Kenaikan ekspor nonmigas terutama ditopang oleh peningkatan mayoritas komoditas utama seperti besi dan baja, mesin dan perlengkapan elektrik, serta nikel dan barang turunannya. Sementara itu, kenaikan ekspor migas didorong oleh peningkatan ekspor minyak mentah dan gas alam di tengah penurunan ekspor hasil minyak.
Secara kumulatif, nilai ekspor periode Januari - Mei 2024 tercatat US$104,25 miliar. Negara tujuan ekspor Indonesia paling besar antara lain China, Amerika Serikat, India, dan Jepang.

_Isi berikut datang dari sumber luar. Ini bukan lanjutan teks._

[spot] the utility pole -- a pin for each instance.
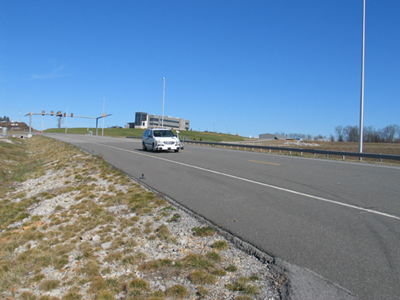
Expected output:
(162, 120)
(362, 84)
(104, 107)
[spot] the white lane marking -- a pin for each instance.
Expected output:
(262, 184)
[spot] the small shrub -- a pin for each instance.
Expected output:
(106, 295)
(178, 291)
(201, 291)
(175, 218)
(201, 277)
(219, 272)
(197, 261)
(254, 278)
(28, 296)
(203, 231)
(220, 245)
(213, 256)
(231, 268)
(48, 285)
(137, 286)
(163, 232)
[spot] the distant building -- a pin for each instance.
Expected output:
(144, 120)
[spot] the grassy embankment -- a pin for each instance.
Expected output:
(124, 132)
(48, 251)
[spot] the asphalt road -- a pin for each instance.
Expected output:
(336, 223)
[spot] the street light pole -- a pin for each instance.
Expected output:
(162, 120)
(362, 85)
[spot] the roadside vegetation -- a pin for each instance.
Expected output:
(73, 227)
(133, 132)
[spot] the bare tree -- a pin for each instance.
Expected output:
(339, 133)
(389, 133)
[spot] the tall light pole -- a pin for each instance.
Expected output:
(104, 106)
(162, 120)
(362, 84)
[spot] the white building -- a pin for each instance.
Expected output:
(144, 120)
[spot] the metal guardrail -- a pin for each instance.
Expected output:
(328, 153)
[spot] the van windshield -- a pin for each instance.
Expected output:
(163, 133)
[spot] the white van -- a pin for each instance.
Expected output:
(158, 139)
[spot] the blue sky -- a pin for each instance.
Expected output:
(246, 67)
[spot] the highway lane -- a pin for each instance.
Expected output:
(338, 219)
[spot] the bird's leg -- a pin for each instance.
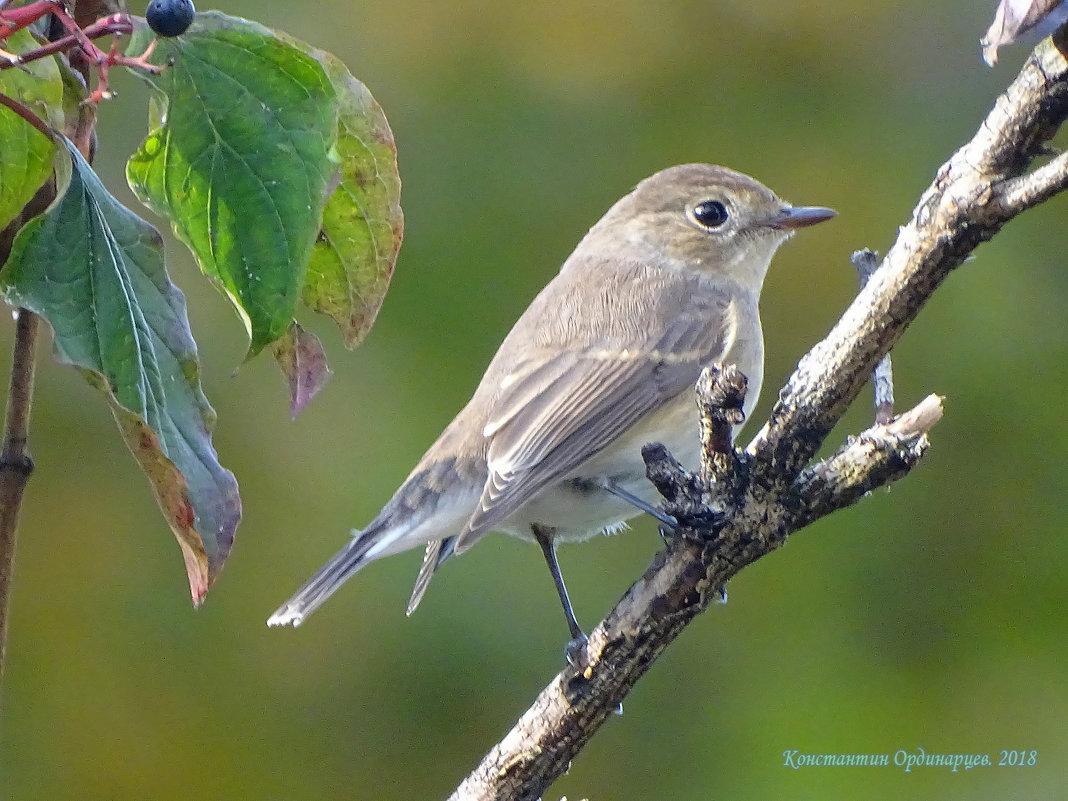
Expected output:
(544, 535)
(610, 486)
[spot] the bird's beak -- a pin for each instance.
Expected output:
(799, 217)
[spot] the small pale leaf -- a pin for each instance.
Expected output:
(1014, 18)
(300, 356)
(95, 271)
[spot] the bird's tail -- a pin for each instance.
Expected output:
(324, 583)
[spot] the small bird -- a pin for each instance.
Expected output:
(603, 361)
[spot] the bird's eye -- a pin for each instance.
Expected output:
(710, 214)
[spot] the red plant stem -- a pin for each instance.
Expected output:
(24, 112)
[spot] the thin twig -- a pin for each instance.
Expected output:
(866, 263)
(15, 464)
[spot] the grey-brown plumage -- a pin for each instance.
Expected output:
(603, 361)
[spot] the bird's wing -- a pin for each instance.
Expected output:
(556, 411)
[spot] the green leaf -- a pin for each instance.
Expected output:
(362, 226)
(28, 154)
(240, 161)
(95, 271)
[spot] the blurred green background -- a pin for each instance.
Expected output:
(931, 615)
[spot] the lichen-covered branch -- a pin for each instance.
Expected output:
(743, 505)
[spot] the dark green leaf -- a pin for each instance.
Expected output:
(95, 271)
(28, 154)
(240, 161)
(362, 225)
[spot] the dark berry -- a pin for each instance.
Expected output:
(170, 17)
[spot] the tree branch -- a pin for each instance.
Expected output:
(743, 505)
(15, 465)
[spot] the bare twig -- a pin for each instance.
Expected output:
(15, 465)
(980, 188)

Di sisi lain, nilai impor Indonesia pada Mei 2024 senilai US$19,40 miliar atau turun 8,83%. Hal ini didorong penurunan mayoritas komoditas utama impor seperti kendaraan dan bagiannya, besi dan baja, mesin dan peralatan mekanik, serta mesin dan perlengkapan elektrik.
Berdasarkan golongan penggunaan barang, penurunan impor terjadi, baik pada barang konsumsi, bahan baku/penolong, maupun barang modal masing-masing sebesar 16,19%, 7,51%, dan 10,13%. Meski mengalami penurunan nilai, volume impor tumbuh 2,54%.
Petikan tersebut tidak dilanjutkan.